I know some people may question eating chocolate in the morning or a more cake like muffin/bread versus an oatmeal/flax/bran kind of breakfast.  Eating something that has chocolate or is sweet in the morning has never been my problem.  Years ago I went to an all inclusive resort in the caribbean and the resort provided great food including bread.  One of the breads they made was a french loaf style chocolate chip.  It was amazing, so amazing that I would skip the other desserts they offered and have a slice of chocolate chip french bread for dessert with my meals.   I tried to make it when I got back home but I couldn't quite duplicate it.  It may have been the quality of chocolate I was using along with the smell of the ocean and the sand.
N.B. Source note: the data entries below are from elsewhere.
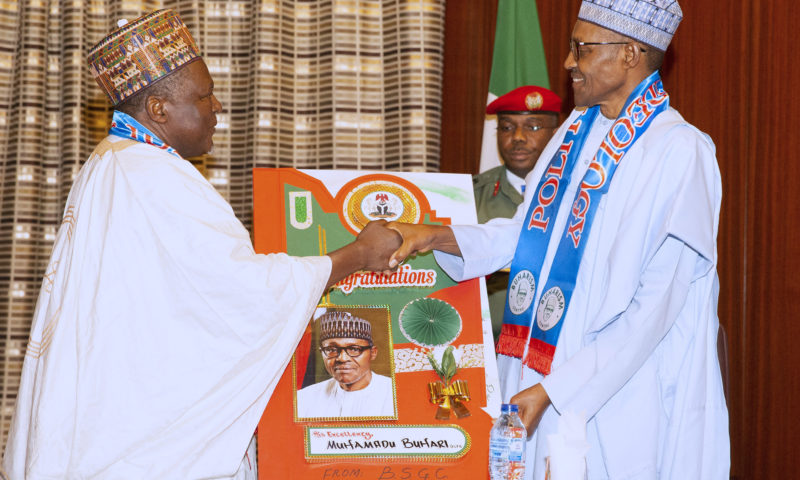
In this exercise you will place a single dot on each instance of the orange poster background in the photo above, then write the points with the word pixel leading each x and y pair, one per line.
pixel 281 439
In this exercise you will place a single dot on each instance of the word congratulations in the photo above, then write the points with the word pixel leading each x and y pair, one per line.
pixel 405 276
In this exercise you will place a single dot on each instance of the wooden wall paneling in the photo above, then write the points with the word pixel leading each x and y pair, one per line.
pixel 557 18
pixel 730 71
pixel 711 86
pixel 770 428
pixel 469 40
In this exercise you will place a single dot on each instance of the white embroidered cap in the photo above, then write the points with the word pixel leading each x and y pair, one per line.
pixel 652 22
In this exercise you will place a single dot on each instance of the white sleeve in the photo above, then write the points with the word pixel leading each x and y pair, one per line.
pixel 485 248
pixel 592 376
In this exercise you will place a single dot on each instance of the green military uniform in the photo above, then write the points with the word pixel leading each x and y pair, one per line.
pixel 495 197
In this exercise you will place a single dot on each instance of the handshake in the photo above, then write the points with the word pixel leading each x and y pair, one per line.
pixel 382 245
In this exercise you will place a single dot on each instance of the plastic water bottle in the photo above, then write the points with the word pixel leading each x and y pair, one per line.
pixel 507 445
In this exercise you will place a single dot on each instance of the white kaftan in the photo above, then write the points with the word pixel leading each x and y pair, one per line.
pixel 637 350
pixel 328 399
pixel 159 334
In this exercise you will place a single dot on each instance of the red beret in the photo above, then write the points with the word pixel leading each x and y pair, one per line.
pixel 527 99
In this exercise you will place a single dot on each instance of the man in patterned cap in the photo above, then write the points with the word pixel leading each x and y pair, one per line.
pixel 353 390
pixel 526 119
pixel 617 237
pixel 159 334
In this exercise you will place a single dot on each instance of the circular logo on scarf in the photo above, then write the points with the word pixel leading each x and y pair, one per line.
pixel 551 308
pixel 534 101
pixel 521 291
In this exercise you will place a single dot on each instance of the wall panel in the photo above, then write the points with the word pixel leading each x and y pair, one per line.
pixel 729 71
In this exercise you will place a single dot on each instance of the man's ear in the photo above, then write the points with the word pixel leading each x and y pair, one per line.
pixel 633 55
pixel 155 109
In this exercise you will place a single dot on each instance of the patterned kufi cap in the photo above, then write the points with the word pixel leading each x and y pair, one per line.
pixel 652 22
pixel 343 325
pixel 140 53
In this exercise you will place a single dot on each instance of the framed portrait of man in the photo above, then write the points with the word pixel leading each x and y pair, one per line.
pixel 347 373
pixel 363 395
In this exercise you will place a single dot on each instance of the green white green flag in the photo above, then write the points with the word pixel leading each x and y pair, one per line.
pixel 518 59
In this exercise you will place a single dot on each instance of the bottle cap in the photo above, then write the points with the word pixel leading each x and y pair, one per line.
pixel 509 408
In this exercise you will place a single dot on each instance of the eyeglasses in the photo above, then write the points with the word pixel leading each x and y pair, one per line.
pixel 352 350
pixel 574 47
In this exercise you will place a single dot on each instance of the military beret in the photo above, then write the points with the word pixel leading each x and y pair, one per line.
pixel 527 99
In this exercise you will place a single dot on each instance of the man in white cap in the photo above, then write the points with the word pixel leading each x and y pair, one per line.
pixel 159 334
pixel 353 390
pixel 617 236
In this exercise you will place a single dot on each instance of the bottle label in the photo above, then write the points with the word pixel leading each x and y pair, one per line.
pixel 509 447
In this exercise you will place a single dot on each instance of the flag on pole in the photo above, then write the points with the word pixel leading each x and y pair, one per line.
pixel 517 59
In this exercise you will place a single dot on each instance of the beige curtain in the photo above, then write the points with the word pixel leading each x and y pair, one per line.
pixel 345 84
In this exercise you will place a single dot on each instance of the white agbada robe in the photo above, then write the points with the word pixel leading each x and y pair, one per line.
pixel 159 334
pixel 637 351
pixel 328 399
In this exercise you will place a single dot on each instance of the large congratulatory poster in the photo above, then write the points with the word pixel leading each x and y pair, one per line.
pixel 395 376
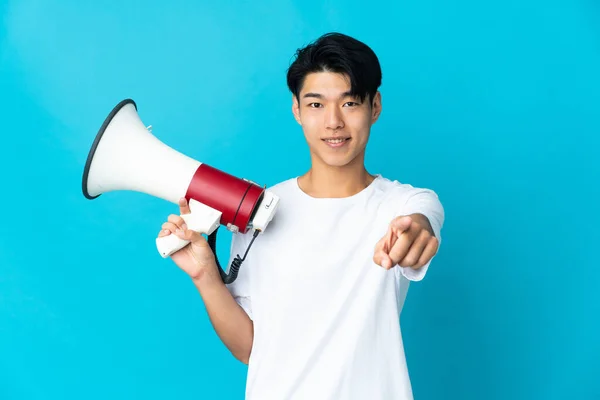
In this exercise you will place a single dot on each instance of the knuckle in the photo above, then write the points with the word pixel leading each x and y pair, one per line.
pixel 410 260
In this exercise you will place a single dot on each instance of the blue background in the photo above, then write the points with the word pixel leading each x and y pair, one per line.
pixel 494 105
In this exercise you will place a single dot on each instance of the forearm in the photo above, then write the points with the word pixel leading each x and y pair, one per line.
pixel 230 321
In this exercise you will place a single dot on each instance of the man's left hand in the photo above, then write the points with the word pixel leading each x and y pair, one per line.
pixel 409 242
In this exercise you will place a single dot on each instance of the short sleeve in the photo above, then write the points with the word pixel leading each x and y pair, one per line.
pixel 426 202
pixel 240 288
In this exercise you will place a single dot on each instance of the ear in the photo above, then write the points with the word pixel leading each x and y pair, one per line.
pixel 376 107
pixel 296 109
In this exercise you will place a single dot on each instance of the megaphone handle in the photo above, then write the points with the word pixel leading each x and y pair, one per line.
pixel 202 219
pixel 167 245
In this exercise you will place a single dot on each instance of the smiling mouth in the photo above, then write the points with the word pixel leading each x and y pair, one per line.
pixel 335 140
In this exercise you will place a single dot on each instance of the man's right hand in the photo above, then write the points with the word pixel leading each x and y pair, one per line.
pixel 196 258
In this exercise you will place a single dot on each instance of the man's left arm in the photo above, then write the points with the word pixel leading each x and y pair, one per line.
pixel 413 237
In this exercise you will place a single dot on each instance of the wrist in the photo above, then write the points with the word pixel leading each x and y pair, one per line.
pixel 206 276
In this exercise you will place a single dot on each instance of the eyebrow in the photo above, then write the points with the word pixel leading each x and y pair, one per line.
pixel 320 96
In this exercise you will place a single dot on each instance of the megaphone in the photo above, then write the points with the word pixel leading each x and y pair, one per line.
pixel 125 155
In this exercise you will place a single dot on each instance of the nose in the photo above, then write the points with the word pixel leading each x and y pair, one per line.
pixel 333 119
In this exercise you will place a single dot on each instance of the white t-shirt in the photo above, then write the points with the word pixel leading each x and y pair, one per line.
pixel 326 317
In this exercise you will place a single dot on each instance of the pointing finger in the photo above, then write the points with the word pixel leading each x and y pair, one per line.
pixel 184 207
pixel 402 224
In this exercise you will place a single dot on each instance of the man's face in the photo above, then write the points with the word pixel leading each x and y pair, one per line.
pixel 336 125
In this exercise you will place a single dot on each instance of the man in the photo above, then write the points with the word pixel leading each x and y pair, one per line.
pixel 315 309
I recently made banana chocolate chip muffins.  They are good muffins and if you are following the point systems on weight watchers, each one is equivalent to four points.  You can cut the points down to two by using splenda instead of sugar and apple sauce instead of the oil.
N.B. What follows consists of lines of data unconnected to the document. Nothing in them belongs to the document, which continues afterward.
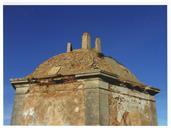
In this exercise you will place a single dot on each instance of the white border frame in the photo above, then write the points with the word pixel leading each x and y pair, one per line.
pixel 87 2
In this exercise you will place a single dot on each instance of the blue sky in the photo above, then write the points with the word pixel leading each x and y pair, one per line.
pixel 134 35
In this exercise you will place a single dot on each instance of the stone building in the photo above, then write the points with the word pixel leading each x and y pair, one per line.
pixel 83 87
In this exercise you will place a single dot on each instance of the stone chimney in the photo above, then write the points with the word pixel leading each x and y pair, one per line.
pixel 98 45
pixel 69 47
pixel 86 40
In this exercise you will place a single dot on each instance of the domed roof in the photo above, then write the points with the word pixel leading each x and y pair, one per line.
pixel 81 61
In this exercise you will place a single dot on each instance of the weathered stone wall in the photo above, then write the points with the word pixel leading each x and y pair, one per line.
pixel 61 104
pixel 130 107
pixel 90 101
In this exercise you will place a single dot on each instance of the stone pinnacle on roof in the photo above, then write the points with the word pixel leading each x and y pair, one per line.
pixel 69 47
pixel 98 45
pixel 86 40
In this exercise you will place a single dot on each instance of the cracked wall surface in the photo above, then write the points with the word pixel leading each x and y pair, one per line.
pixel 82 102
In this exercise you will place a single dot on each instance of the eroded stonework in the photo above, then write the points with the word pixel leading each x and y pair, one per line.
pixel 83 87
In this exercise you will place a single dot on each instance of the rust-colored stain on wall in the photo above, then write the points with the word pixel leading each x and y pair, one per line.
pixel 83 87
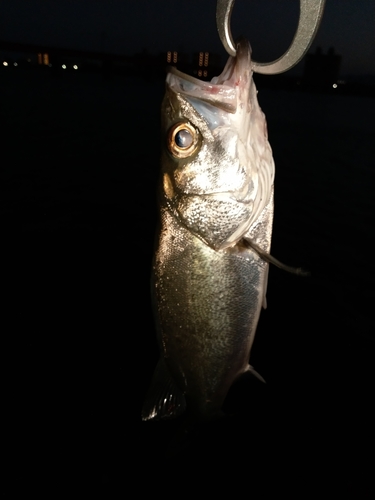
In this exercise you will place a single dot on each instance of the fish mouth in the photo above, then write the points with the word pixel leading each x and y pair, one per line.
pixel 221 91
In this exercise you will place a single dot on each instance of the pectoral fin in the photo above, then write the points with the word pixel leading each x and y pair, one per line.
pixel 164 399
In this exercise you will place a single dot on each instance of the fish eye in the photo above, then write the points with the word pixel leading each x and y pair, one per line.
pixel 182 140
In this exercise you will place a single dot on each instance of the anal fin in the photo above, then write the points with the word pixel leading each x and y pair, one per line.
pixel 164 399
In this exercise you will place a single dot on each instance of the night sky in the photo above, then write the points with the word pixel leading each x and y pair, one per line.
pixel 128 26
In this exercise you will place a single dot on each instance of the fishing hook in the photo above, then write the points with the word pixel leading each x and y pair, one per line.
pixel 311 12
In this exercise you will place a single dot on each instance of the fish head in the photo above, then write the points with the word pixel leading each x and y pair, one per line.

BANANA CHOCOLATE CHIP MUFFINS

INGREDIENTS:

1 ¾ cups flour
¾ cup sugar
1 tsp baking soda
1 tsp baking powder
½ tsp salt
1 egg beaten
½ cup vegetable oil
½ cup plain yogurt
1 tsp vanilla extract
1 ripe banana mashed
¾ cup semisweet chocolate chips

DIRECTIONS:

1.     In a large bowl, combine the flour, sugar, baking soda and powder and salt.
2.     In another bowl, combine the egg, oil, yogurt and vanilla.   Mix thoroughly.
3.     Fold in the wet ingredients into the dry ingredients until moistened.  Add the banana and chocolate chips and fold in.
4.     Fill greased or paper-lined muffin cups two thirds full.
5.     Bake at 350 degrees F for 22 to 25 minutes. 

OPTIONS:

You can also add chopped nuts, chopped dried apricots or other dried berries to the mixture.